En macOS no se “mapean letras” como en Windows, sino que se “montan volúmenes de red” que se muestran en el escritorio, en la barra lateral del Finder y en la ruta del sistema de archivos. Este cambio de mentalidad es importante, porque muchas opciones de automatización y reconexión giran en torno al montaje de estos volúmenes.

Por defecto, el Mac utiliza una única ubicación de red automática que agrupa todos los servicios que detecta: Wi‑Fi, Ethernet, VPN, etc. Para la gran mayoría de usuarios esto es suficiente y nunca tocan esta configuración. Sin embargo, cuando quieres trabajar con varias redes (casa, trabajo, campus, cabinas de datos, etc.) con ajustes distintos, es cuando empiezan a tener sentido las ubicaciones de red y la gestión fina de servicios.

Los recursos a los que te conectas (servidores SMB, AFP, FTP, SFTP, WebDAV, etc.) se pueden presentar en Finder como si fueran carpetas locales. Una vez conectado, el servidor aparece en la sección “Compartido” del Finder y puedes arrastrar y soltar archivos, abrir documentos directamente desde ahí o añadir accesos directos para no tener que buscarlo de nuevo.

Es importante entender que, si te vas de la red (por ejemplo, sales de tu Wi‑Fi doméstica con el portátil) los volúmenes se desmontan porque el servidor deja de ser accesible. Cuando vuelves a la misma red, macOS no siempre los re-monta de forma automática, de ahí la famosa queja de “tengo que usar Comando + K otra vez”. A lo largo del artículo verás varias formas de evitarlo o minimizarlo.

Unidades de red en macOS

Conectarse a unidades de red con Finder

El método más directo para acceder a una unidad de red en Mac pasa por usar el propio Finder y la opción “Conectarse al servidor”, que es algo así como el equivalente a “Conectar a unidad de red” de Windows, pero con más flexibilidad de protocolos.
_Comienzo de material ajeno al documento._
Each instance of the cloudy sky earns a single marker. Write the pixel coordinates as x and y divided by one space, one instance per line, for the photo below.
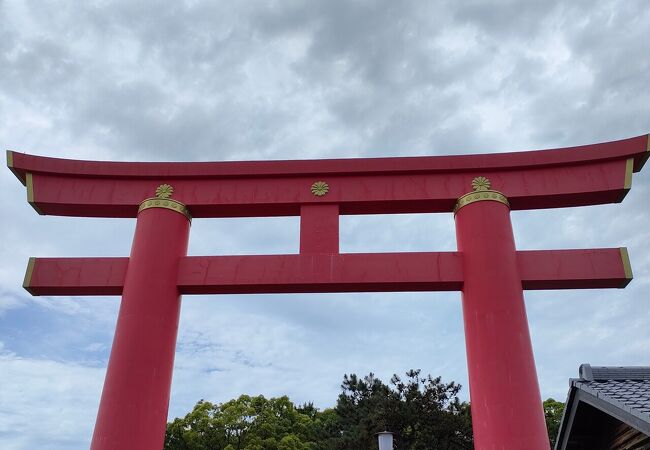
204 81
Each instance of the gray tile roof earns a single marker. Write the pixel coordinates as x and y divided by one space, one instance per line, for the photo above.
627 388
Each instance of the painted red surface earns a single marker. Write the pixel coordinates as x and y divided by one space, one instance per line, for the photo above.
577 176
134 403
319 228
507 409
506 405
353 272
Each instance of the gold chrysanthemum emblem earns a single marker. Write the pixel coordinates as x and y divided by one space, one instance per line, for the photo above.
480 184
164 191
320 188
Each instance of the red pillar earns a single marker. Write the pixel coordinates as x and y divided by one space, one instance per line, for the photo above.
135 399
507 410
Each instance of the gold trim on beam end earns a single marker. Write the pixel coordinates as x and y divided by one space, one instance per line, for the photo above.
29 182
28 275
644 157
627 267
166 203
479 196
10 165
629 168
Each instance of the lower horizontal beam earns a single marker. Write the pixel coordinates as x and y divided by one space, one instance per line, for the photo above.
348 272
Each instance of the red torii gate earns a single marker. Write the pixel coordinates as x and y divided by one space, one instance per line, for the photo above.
490 272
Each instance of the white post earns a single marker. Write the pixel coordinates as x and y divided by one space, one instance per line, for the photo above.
385 440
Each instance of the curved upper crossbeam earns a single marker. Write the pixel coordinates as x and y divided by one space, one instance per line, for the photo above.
572 176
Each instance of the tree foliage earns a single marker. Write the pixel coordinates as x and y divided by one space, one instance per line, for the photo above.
423 412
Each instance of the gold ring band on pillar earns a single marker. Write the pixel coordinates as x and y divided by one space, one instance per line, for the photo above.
166 203
480 196
482 192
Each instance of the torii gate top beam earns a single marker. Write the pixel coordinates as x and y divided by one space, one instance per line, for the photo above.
572 176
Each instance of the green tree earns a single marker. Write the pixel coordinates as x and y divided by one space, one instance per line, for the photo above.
423 412
553 411
247 423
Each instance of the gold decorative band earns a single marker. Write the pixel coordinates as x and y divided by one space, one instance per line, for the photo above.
480 196
29 272
627 267
166 203
629 168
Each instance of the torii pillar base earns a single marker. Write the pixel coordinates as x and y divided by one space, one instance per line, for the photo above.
135 399
507 411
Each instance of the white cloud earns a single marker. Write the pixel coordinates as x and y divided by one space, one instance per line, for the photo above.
280 80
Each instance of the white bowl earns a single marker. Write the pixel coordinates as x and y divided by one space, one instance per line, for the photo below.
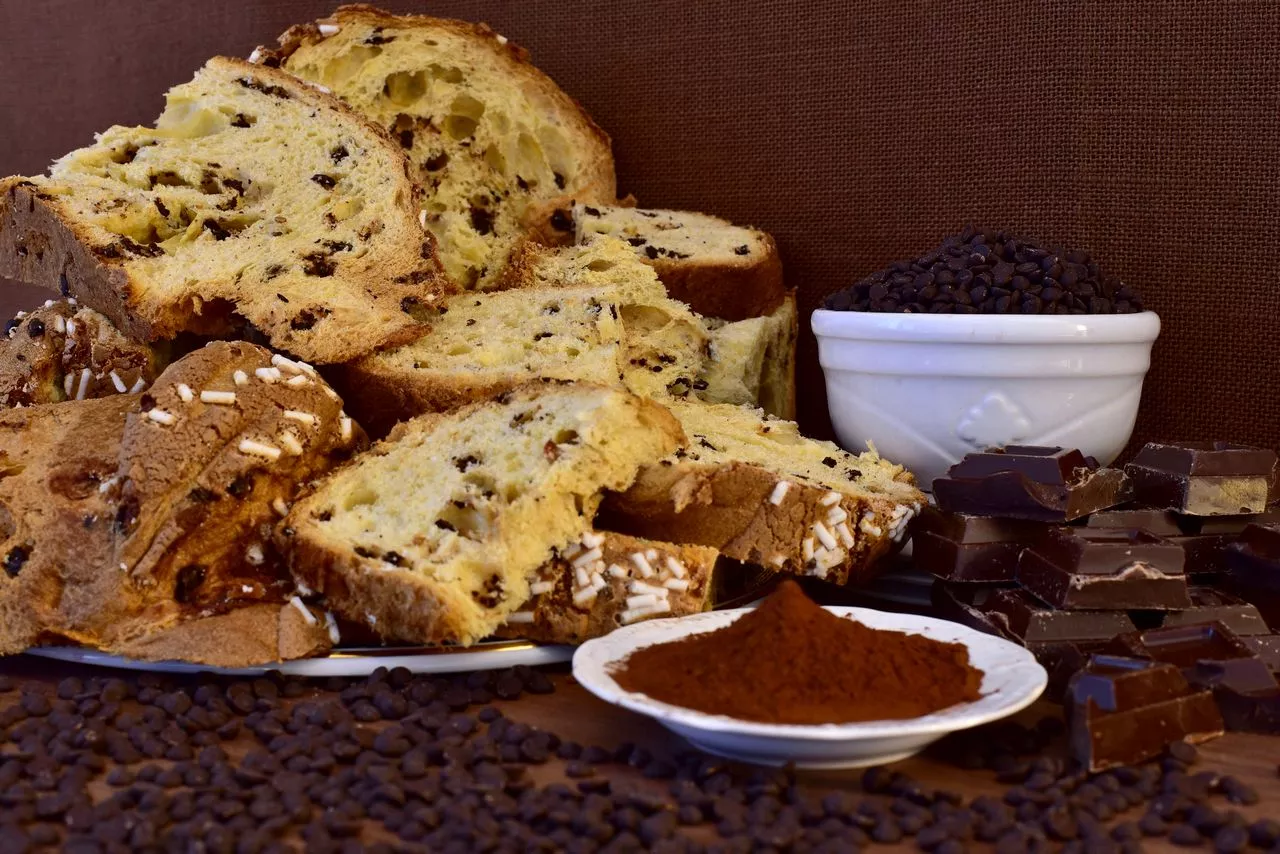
927 389
1011 681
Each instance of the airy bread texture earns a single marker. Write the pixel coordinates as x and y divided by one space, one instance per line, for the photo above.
256 200
64 352
589 314
433 534
666 343
720 269
59 524
609 580
757 491
493 138
752 361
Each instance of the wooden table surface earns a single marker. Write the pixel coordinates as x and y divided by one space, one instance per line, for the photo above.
572 712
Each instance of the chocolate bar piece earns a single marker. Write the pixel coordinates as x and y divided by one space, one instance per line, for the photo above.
963 603
1161 523
958 547
1183 645
1265 647
1217 606
1203 478
1105 570
1061 661
1124 711
1031 483
1022 617
968 530
1234 524
1109 552
1246 692
1255 560
982 562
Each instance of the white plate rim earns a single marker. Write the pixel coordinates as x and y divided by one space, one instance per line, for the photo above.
593 658
359 661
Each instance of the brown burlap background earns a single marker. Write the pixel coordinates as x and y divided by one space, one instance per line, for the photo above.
858 132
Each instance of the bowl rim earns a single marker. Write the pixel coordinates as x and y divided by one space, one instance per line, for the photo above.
1141 327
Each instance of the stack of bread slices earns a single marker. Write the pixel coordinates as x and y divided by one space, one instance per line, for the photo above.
393 228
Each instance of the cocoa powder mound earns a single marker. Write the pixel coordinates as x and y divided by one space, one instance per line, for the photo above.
790 661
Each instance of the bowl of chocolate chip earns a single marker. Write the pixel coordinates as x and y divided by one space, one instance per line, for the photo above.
986 341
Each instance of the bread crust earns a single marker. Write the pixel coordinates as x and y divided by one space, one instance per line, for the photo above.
734 290
730 507
41 242
191 497
247 636
402 604
60 501
557 619
55 517
385 396
45 359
Para empezar, abre Finder desde el Dock o con cualquier método que uses habitualmente. Finder es el explorador de archivos de macOS y, además de mostrar tus documentos locales, se encarga de gestionar conexiones a servidores y ordenadores compartidos dentro de tu red o a través de internet.

En la barra superior, entra en el menú “Ir” y selecciona la opción “Conectarse al servidor…”. Si te sabe más rápido el atajo de teclado, puedes usar Comando (⌘) + K. Esto abrirá una pequeña ventana donde podrás escribir la dirección del servidor o elegir uno de los que ya hayas utilizado anteriormente.
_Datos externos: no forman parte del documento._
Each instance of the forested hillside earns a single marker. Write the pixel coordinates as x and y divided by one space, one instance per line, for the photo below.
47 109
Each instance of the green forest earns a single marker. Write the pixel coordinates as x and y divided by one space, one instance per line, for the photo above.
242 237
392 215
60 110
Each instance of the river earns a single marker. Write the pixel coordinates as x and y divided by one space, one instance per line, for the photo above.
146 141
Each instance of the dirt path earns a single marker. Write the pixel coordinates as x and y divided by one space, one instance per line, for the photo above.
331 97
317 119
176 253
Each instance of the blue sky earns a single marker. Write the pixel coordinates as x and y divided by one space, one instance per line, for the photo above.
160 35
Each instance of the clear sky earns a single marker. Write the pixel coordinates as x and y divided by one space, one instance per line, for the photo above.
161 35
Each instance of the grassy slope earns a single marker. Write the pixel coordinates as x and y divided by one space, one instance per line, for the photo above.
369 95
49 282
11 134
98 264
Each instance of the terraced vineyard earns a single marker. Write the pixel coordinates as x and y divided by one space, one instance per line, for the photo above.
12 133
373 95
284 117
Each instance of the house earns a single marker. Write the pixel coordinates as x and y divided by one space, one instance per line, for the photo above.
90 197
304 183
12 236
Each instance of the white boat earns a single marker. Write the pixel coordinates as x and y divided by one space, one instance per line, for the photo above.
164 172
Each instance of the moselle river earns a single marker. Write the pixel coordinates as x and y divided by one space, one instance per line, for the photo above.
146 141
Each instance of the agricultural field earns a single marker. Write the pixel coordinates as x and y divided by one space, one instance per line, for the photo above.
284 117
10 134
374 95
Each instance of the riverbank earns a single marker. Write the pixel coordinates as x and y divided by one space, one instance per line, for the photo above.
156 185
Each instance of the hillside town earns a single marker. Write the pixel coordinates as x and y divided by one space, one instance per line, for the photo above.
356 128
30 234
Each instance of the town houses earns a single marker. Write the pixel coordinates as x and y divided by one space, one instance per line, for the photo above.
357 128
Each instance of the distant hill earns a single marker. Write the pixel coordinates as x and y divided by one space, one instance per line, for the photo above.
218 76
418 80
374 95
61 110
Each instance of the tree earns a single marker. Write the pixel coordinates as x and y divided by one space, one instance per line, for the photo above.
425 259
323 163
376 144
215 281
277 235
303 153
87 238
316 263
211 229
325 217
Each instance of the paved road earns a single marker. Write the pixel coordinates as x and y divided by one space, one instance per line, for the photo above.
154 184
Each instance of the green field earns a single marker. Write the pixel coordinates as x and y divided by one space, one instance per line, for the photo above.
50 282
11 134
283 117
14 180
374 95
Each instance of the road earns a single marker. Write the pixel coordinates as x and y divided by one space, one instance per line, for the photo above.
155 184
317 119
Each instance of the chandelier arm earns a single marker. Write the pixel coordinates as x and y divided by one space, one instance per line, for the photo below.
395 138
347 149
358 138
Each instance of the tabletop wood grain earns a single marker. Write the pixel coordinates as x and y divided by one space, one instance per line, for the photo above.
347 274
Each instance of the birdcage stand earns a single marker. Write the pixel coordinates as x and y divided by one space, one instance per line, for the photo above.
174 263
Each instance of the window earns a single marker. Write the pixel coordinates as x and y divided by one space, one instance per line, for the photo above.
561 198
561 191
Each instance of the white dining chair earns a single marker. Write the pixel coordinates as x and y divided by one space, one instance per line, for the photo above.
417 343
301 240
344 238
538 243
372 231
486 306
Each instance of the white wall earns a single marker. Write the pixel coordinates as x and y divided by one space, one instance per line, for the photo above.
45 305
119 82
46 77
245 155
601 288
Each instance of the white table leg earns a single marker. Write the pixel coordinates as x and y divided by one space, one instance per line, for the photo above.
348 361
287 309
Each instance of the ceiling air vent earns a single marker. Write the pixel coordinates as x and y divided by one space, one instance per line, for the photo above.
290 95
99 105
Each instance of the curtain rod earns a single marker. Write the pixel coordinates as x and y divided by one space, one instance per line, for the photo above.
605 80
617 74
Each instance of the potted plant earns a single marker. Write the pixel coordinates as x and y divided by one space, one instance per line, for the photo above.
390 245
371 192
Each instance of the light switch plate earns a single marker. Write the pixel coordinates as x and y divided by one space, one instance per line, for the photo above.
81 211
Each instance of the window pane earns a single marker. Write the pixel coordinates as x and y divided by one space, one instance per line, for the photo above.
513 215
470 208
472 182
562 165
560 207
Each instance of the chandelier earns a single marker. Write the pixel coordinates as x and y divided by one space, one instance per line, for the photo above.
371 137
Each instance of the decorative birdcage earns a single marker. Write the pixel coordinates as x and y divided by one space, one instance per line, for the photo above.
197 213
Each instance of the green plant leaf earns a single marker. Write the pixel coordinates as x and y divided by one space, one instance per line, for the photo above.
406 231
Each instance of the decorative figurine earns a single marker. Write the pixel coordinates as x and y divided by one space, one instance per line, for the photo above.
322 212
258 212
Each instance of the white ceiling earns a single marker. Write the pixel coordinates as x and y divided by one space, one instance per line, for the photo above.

En el campo “Dirección del servidor” tienes que introducir la URL del recurso al que quieres acceder. Dependiendo del tipo de servidor, la sintaxis cambia ligeramente:

  • SMB para compartidos de Windows o NAS: smb://direccion-del-servidor/carpeta
  • AFP para antiguos servidores de archivos de Apple: afp://direccion-del-servidor/carpeta
  • FTP para servidores de transferencia de archivos: ftp://direccion-del-servidor (generalmente solo lectura desde Finder)

Cuando pulses en “Conectar”, es probable que el sistema te pida credenciales. Aquí debes introducir el usuario y contraseña válidos para ese servidor, que pueden ser tus credenciales de dominio, de un NAS o de otro ordenador compartiendo carpetas. Puedes marcar la casilla para guardar las credenciales en el llavero de macOS, de modo que no tengas que teclearlas cada vez.

Una vez autenticado, el volumen se montará y la unidad de red aparecerá bajo el apartado “Compartido” de la barra lateral del Finder. Además, en muchos casos verás un icono de volumen en el escritorio. Desde ese momento podrás abrir, mover y gestionar archivos igual que si estuvieran en una carpeta local, teniendo en cuenta, eso sí, que la velocidad y fiabilidad dependen de la red.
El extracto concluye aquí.